A big cost when doing loop-heavy stuff is ensuring that the stack is in the same order as it was before the loop. If the vars [a, b, c] are in the stack before the loop, then at the end of the loop they're in the order [b, a, c], we have to shift the stack around to accomodate that.

For example, here's some fibonnaci code and the output:

let c:u32 := 0
let b:u32 := 1
let a:u32 := 0

for { let i:u32 := 0 } lt(i, 10) { i := add(i, 1)}
{
    c := add(a,b)
    a := b
    b := c
}
b

Output:

begin
    # Assigning to c #
        # u32 literal 0 #
        push.0

    # Assigning to b #
        # u32 literal 1 #
        push.1

    # Assigning to a #
        # u32 literal 0 #
        push.0

    repeat.10
        # Assigning to c #
            # add() #
            # pushing a to the top #
                dup.0
            # pushing b to the top #
                dup.2
            add
        # Assigning to a #
            # pushing b to the top #
                dup.2
        # Assigning to b #
            # pushing c to the top #
                dup.1
        # targeting the stack #
        # pushing c to the top #
            movup.2
        # pushing b to the top #
            swap
        # pushing a to the top #
            movup.2
    end
    # pushing b to the top #
        dup.1
end

Note the "targeting the stack" thing, where we have to re-order the elements on the stack, to be the same as before the loop, for the next loop to work correctly. We have some extremely naive cost-estimation code that just counts the number of instructions that will be outputed (multiplied by N when in a repeat.N instruction), the cost for this code is 124.
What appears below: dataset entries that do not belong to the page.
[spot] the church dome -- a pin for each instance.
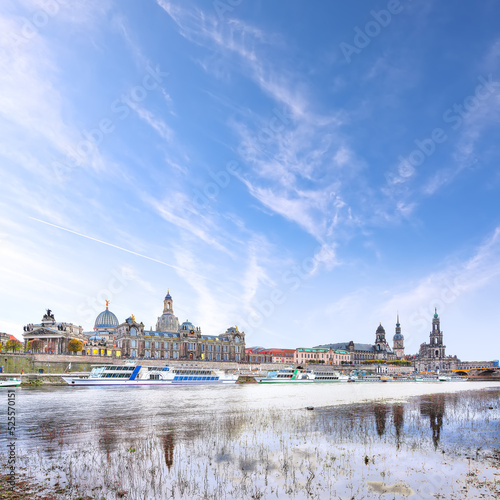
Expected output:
(187, 325)
(106, 320)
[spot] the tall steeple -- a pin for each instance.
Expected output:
(168, 303)
(436, 337)
(167, 322)
(398, 341)
(380, 341)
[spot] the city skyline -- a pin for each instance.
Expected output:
(305, 173)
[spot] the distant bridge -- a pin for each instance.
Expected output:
(485, 371)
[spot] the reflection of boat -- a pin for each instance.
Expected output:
(11, 382)
(131, 374)
(301, 375)
(426, 379)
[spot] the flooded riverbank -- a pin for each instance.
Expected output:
(360, 441)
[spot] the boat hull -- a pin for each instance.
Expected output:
(81, 382)
(10, 383)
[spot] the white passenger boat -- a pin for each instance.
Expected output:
(300, 375)
(11, 382)
(131, 375)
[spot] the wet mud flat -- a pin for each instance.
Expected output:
(443, 445)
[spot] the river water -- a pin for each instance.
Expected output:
(393, 440)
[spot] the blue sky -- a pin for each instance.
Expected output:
(304, 172)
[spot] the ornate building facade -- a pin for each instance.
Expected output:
(169, 341)
(363, 352)
(432, 356)
(398, 341)
(54, 335)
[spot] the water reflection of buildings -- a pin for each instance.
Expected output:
(433, 406)
(380, 411)
(168, 448)
(398, 419)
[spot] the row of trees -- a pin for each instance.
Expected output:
(36, 345)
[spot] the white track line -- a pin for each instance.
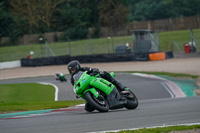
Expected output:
(56, 89)
(164, 125)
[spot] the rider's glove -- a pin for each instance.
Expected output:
(95, 71)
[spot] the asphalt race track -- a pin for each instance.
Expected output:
(157, 107)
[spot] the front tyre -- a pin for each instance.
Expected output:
(132, 101)
(99, 103)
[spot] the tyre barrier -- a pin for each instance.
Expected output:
(63, 60)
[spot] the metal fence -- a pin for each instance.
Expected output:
(92, 46)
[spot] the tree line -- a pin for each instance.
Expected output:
(74, 17)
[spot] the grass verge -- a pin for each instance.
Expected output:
(30, 96)
(161, 129)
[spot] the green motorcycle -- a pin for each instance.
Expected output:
(101, 94)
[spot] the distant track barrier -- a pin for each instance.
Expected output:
(62, 60)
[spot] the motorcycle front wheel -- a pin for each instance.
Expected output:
(99, 103)
(132, 101)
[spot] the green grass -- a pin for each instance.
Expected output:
(161, 129)
(30, 96)
(30, 92)
(93, 46)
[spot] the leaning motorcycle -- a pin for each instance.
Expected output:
(101, 94)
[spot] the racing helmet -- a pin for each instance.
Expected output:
(73, 67)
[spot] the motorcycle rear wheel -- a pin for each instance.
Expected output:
(99, 103)
(132, 101)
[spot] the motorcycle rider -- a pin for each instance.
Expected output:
(74, 67)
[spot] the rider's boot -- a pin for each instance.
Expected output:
(120, 87)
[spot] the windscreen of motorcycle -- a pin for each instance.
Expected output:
(77, 76)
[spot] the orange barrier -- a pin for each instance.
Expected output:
(157, 56)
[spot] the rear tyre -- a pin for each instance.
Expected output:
(99, 103)
(132, 101)
(88, 107)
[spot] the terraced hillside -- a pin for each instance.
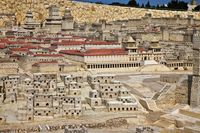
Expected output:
(83, 12)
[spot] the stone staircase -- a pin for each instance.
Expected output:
(163, 90)
(149, 104)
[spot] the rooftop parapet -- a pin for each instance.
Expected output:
(196, 41)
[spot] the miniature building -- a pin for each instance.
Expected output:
(67, 21)
(30, 24)
(48, 99)
(75, 129)
(53, 23)
(110, 94)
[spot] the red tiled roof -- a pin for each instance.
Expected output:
(84, 43)
(10, 37)
(43, 62)
(31, 47)
(2, 46)
(20, 49)
(48, 55)
(17, 42)
(95, 52)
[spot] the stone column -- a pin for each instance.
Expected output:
(195, 90)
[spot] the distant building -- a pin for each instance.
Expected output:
(192, 5)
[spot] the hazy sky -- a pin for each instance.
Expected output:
(153, 2)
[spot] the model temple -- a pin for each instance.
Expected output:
(72, 67)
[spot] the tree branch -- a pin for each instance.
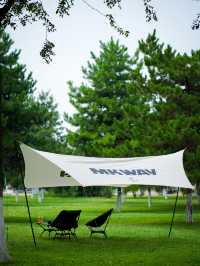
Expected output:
(5, 9)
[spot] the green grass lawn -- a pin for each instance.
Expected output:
(136, 236)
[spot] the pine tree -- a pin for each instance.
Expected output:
(22, 118)
(111, 108)
(174, 84)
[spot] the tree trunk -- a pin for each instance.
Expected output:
(198, 192)
(4, 257)
(149, 197)
(119, 202)
(165, 193)
(189, 219)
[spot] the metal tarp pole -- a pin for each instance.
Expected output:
(172, 221)
(27, 205)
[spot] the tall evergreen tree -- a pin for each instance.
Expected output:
(110, 105)
(173, 81)
(23, 118)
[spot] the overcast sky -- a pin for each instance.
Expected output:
(80, 33)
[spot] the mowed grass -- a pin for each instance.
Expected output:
(136, 236)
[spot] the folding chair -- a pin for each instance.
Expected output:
(65, 224)
(46, 227)
(99, 224)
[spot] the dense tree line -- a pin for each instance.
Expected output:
(146, 104)
(23, 117)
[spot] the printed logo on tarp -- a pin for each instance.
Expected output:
(136, 172)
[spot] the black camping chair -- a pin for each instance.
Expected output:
(99, 224)
(65, 224)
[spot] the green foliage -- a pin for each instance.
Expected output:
(173, 81)
(138, 234)
(110, 107)
(25, 118)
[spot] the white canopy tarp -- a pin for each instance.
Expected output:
(44, 169)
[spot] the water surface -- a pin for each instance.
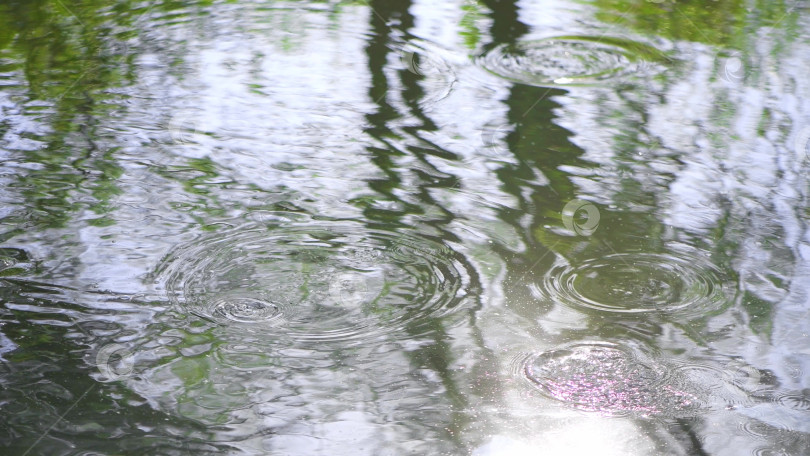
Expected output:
(387, 228)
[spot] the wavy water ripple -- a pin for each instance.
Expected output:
(639, 283)
(315, 280)
(571, 59)
(609, 379)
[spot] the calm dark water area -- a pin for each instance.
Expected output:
(404, 227)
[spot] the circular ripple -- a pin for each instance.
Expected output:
(314, 280)
(605, 378)
(639, 282)
(570, 60)
(245, 310)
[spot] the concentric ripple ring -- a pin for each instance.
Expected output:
(315, 280)
(639, 283)
(604, 377)
(571, 59)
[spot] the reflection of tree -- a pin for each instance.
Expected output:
(70, 55)
(723, 23)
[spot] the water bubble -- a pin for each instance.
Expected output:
(114, 361)
(607, 378)
(413, 62)
(245, 310)
(313, 280)
(565, 60)
(571, 221)
(493, 137)
(639, 283)
(733, 67)
(437, 76)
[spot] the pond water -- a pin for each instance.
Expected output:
(405, 227)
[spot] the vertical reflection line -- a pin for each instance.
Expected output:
(47, 431)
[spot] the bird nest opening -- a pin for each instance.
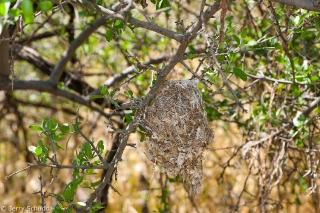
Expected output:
(179, 131)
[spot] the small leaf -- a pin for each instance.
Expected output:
(118, 24)
(4, 8)
(81, 203)
(38, 151)
(104, 90)
(27, 11)
(96, 96)
(88, 150)
(45, 5)
(143, 136)
(109, 35)
(32, 149)
(128, 118)
(35, 127)
(162, 4)
(13, 12)
(239, 73)
(52, 125)
(64, 128)
(236, 38)
(100, 146)
(94, 184)
(59, 146)
(244, 32)
(129, 93)
(96, 206)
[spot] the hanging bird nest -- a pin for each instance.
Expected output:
(179, 131)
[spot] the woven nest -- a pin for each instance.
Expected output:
(179, 132)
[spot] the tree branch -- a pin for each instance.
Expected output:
(4, 54)
(305, 4)
(46, 86)
(67, 55)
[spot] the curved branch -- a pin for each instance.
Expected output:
(45, 66)
(46, 86)
(67, 55)
(312, 5)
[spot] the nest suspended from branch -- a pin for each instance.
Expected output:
(180, 131)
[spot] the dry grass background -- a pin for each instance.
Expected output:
(140, 182)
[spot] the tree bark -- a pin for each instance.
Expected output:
(4, 54)
(312, 5)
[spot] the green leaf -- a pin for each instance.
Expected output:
(104, 90)
(94, 184)
(96, 206)
(143, 136)
(45, 5)
(35, 127)
(52, 125)
(4, 8)
(118, 24)
(128, 118)
(299, 119)
(100, 146)
(129, 93)
(38, 151)
(67, 193)
(13, 12)
(299, 143)
(64, 128)
(27, 11)
(96, 96)
(81, 203)
(162, 4)
(244, 32)
(109, 35)
(32, 149)
(236, 38)
(239, 73)
(88, 150)
(100, 2)
(314, 78)
(59, 146)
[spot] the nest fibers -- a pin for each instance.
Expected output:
(180, 131)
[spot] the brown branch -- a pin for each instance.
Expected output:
(305, 4)
(57, 72)
(46, 86)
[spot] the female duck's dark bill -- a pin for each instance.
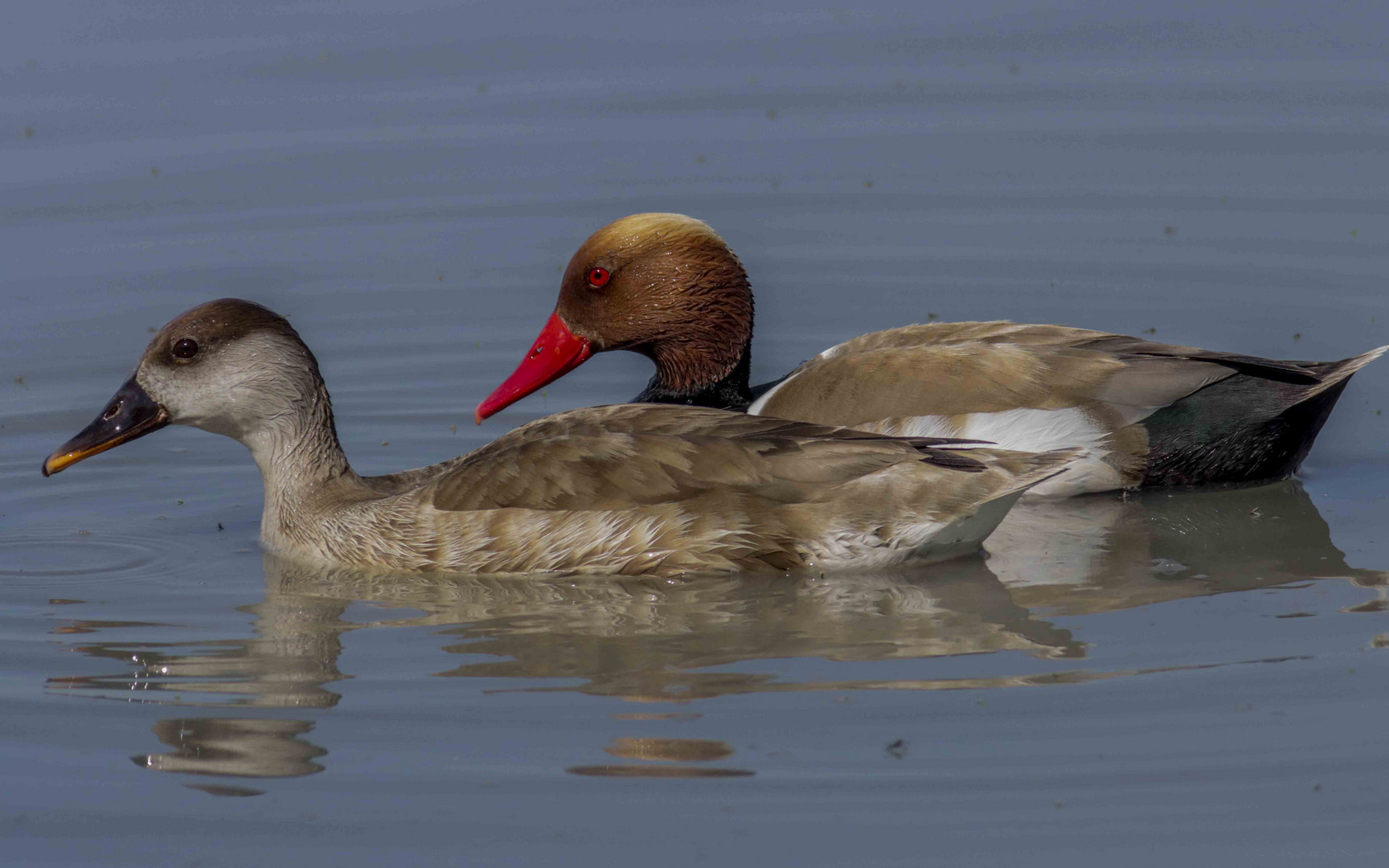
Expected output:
(131, 414)
(553, 354)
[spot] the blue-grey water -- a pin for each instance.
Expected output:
(1171, 678)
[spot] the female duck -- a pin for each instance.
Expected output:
(633, 489)
(1145, 413)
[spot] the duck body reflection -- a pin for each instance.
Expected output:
(671, 639)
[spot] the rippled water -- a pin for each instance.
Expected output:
(1170, 678)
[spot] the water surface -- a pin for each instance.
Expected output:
(1169, 678)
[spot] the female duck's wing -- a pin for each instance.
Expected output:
(667, 489)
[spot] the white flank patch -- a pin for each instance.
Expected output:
(756, 407)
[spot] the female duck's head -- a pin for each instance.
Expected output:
(229, 367)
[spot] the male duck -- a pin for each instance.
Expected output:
(631, 489)
(667, 286)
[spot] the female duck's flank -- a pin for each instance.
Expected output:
(635, 489)
(1145, 413)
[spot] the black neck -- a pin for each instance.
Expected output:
(728, 393)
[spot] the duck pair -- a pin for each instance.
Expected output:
(883, 463)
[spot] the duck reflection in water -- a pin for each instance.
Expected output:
(649, 639)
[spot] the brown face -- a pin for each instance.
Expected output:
(663, 285)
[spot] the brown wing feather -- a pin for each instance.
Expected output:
(957, 368)
(628, 456)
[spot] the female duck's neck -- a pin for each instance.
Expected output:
(301, 465)
(674, 383)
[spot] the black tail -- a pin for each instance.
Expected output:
(1246, 427)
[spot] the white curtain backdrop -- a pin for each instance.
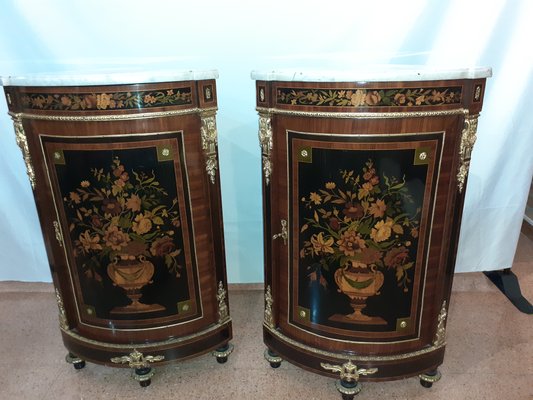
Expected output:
(238, 36)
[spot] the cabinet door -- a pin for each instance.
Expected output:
(125, 212)
(366, 253)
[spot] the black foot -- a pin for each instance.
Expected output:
(143, 376)
(508, 284)
(429, 378)
(273, 359)
(77, 362)
(79, 365)
(222, 353)
(348, 389)
(426, 384)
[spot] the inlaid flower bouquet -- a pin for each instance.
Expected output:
(123, 215)
(358, 227)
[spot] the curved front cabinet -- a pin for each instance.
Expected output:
(127, 189)
(362, 209)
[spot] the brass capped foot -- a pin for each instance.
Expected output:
(143, 376)
(427, 380)
(77, 362)
(222, 353)
(348, 390)
(273, 358)
(142, 372)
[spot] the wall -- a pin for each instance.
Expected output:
(236, 37)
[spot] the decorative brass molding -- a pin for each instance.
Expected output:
(284, 234)
(209, 143)
(167, 342)
(363, 115)
(59, 236)
(440, 335)
(266, 142)
(113, 117)
(63, 323)
(23, 144)
(269, 317)
(338, 356)
(223, 313)
(137, 360)
(468, 138)
(430, 378)
(349, 371)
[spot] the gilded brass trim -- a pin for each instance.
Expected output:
(349, 371)
(363, 115)
(269, 316)
(266, 143)
(137, 359)
(338, 356)
(348, 391)
(209, 143)
(63, 322)
(468, 138)
(59, 236)
(223, 313)
(22, 142)
(440, 335)
(113, 117)
(284, 234)
(167, 342)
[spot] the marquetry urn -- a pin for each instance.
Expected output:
(364, 176)
(125, 174)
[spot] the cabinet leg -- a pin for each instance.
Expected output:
(273, 358)
(348, 389)
(77, 362)
(143, 376)
(429, 378)
(223, 352)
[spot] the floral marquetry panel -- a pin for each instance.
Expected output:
(127, 191)
(363, 227)
(127, 212)
(363, 189)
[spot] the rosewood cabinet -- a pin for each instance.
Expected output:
(124, 172)
(364, 175)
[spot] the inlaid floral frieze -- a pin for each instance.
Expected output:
(107, 100)
(400, 97)
(358, 223)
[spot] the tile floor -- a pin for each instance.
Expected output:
(489, 354)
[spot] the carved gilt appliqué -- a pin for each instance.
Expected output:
(209, 143)
(223, 313)
(63, 323)
(23, 144)
(269, 317)
(440, 336)
(468, 138)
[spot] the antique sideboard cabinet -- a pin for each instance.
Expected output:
(124, 171)
(364, 175)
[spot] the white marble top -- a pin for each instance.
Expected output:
(106, 77)
(374, 73)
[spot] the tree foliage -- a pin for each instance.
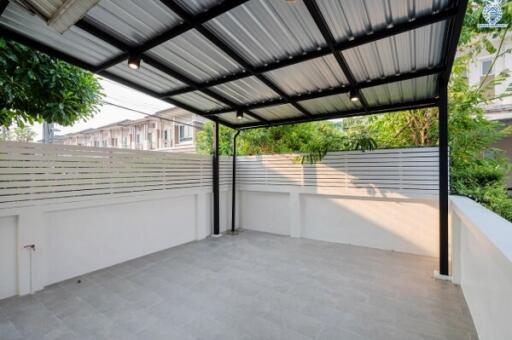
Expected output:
(36, 87)
(18, 134)
(312, 140)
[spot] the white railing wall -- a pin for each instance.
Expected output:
(384, 198)
(89, 208)
(482, 265)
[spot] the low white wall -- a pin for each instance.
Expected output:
(482, 265)
(396, 223)
(79, 237)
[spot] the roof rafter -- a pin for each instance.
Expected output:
(100, 34)
(340, 89)
(249, 69)
(322, 25)
(337, 114)
(325, 51)
(173, 32)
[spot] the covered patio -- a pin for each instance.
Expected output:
(253, 286)
(159, 268)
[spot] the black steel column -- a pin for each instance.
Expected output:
(216, 224)
(233, 190)
(443, 180)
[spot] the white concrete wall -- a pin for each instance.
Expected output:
(8, 277)
(76, 238)
(482, 265)
(397, 223)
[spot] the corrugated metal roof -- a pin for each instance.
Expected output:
(402, 53)
(148, 77)
(198, 6)
(261, 32)
(267, 31)
(330, 104)
(231, 118)
(74, 42)
(403, 91)
(133, 21)
(309, 76)
(46, 7)
(350, 19)
(195, 56)
(200, 101)
(278, 112)
(245, 90)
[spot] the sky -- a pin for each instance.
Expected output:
(117, 94)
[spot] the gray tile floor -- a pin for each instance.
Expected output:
(250, 286)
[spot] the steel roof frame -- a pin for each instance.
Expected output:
(197, 22)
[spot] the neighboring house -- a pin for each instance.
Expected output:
(498, 109)
(172, 130)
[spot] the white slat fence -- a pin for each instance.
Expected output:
(31, 172)
(409, 169)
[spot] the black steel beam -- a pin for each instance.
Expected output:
(249, 69)
(216, 191)
(106, 37)
(443, 181)
(452, 39)
(3, 6)
(449, 51)
(15, 36)
(324, 51)
(233, 185)
(322, 25)
(338, 90)
(419, 104)
(175, 31)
If you just re-order the initial vars a bit, like this:

let c:u32 := 0
let a:u32 := 0
let b:u32 := 1

Then you get a different output at the end of the loop:

use.std::math::u256

begin
    # Assigning to c #
        # u32 literal 0 #
        push.0

    # Assigning to a #
        # u32 literal 0 #
        push.0

    # Assigning to b #
        # u32 literal 1 #
        push.1

    repeat.10
        # Assigning to c #
            # add() #
            # pushing a to the top #
                dup.1
            # pushing b to the top #
                dup.1
            add
        # Assigning to a #
            # pushing b to the top #
                dup.1
        # Assigning to b #
            # pushing c to the top #
                dup.1
        # targeting the stack #
        # No need to target the stack, same order #
    end
    # pushing b to the top #
        dup.0
end

Note the "No need to target the stack, same order" thing at the end of the loop. The (again, extremely naive) estimated cost for this is 94, which is 25% less, but the real savings would be even higher, because shifting stuff around on the stack is fairly expensive, afaik. So once the cost estimation stuff gets more accurate that should be even better.

So instead of having to move yul code around by hand to trigger this optimization, we can do some sort of dynamic programming approach that tries every order.

This wouldn't just have cost savings for loops like above. There's a lot of stack re-ordering, pushing to memory, popping from memory, etc. that happens, and varying the order of things would affect all of that.